Questi mesi sono stati un grande periodo di Conquiste con la C maiuscola.

2G sta crescendo a vista d’occhio e procede a grandi falcate verso l’importante traguardo dei “double digit” ovvero i 10 anni. Con la band musicale della scuola ha partecipato ad un camp di 2 giorni nelle Northern Beaches, la sua prima volta che dormiva da sola fuori casa in un centro estivo😍. Gli sleep over ormai sono cosa nota ed il suo prossimo desiderio è andare a scuola a piedi da sola.

2G pronta x il band camp!

3G ha perso il suo primo dentino, ha imparato ad andare in bicicletta e sta superando il suo terrore per i cani.

Una ricca fatina dei dentini!

Io sto aumentando la mia consapevolezza sul lavoro, grazie a dei colloqui mensili con la mia mentore che mi sta aiutando a capire ciò che voglio e mi da consigli preziosi per la mia nuova attività di Business Development.
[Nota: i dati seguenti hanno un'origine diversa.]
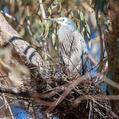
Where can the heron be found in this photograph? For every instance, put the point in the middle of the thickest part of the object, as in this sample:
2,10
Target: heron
72,46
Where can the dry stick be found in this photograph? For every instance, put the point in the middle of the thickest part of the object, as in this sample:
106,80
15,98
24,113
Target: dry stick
42,10
73,84
7,104
7,32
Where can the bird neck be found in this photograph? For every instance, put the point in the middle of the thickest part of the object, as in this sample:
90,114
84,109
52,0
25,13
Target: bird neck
67,28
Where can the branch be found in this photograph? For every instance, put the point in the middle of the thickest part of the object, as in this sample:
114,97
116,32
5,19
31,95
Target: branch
9,35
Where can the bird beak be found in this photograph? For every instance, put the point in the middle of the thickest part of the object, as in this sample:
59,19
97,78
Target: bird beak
51,19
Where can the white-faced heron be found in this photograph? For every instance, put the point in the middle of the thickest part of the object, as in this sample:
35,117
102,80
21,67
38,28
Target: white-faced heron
72,46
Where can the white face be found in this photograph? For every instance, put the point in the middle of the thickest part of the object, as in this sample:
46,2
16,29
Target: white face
62,20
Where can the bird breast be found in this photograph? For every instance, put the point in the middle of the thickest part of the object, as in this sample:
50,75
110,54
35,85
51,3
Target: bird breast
72,46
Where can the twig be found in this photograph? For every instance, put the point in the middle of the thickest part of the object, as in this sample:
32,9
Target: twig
96,97
73,84
42,10
9,108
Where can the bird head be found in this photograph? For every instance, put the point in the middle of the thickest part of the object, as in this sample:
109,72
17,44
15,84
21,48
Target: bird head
64,21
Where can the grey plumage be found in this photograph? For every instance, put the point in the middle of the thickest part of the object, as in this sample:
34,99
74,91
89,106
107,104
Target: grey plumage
71,44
Chi l’avrebbe mai detto che io mi sarei occupata di pubbliche relazioni 🤣🤣.

G ha finalmente tolto la piastra dalla sua clavicola, a seguito dell’incidente di 18 mesi fa in Val Gardena. L’intervento è stato molto veloce ed abbiamo tirato un bel sospiro di sollievo.

Finalmente ci siamo potuti gustare il Vivid Festival da veri Sydneysiders, sia al Taroonga Zoo che in centro.

Ma la novità più bella è sicuramente il fatto che stiamo per traslocare di nuovo, questa volta a poche centinaia di metri dalla nostra casa attuale, in una nuova casa che finalmente potremo chiamare Casa almeno per un po’ 🏡.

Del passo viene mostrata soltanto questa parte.